Hubble's Ultraviolet View of Protoplanetary Disks and Exoplanetary Environments
Presented by Kevin France
Department of Astrophysical and Planetary Science, University of Colorado
Friday, March 13, 2015
12:00 noon in 169-336
The composition and spatial distribution of molecular gas in the inner few AU of young (< 10 Myr) circumstellar disks are important components to our understanding of the formation of planetary systems. In the first part of this talk, I will discuss the current, observationally-based picture of protoplanetary gas disks at r < 10 AU, reviewing the most widely used spectral diagnostics of the inner disk, and highlight recent observations of H2 and CO made by the Hubble Space Telescope.

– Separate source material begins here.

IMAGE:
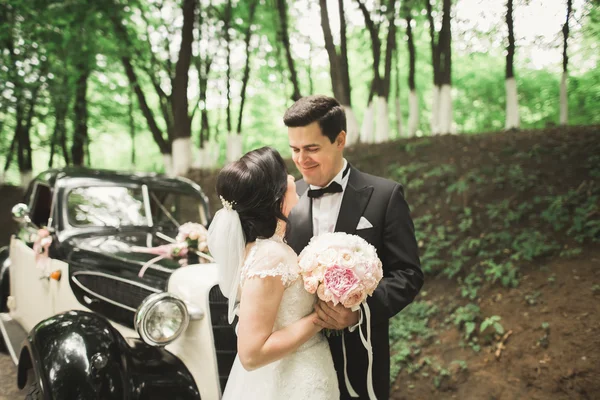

I will describe how molecular spectroscopy is being used to constrain the distribution of gas in the inner disk at spatial scales too small to resolve with current imaging instruments/facilities.
In the second part of this talk, I will discuss how the spectral and temporal behavior of exoplanet host stars is a critical input to models of the chemistry and evolution of planetary atmospheres. I will present results from a panchromatic (Hubble/Chandra/XMM/optical) Hubble Treasury program that is currently underway to characterize the energetic radiation environments around low-mass host stars for the first time. We find that all exoplanet host stars observed to date exhibit some level of UV/X-ray activity, and that strong flares and stochastic variability are common, even on "optically inactive" M dwarfs hosting planetary systems. I will briefly discuss the use of these data in atmospheric models of rocky planets around cool stars, including the predicted abiotic production of O2 and O3 - a cautionary tale for the interpretation of "biomarker" gases when they are detected in the coming decades.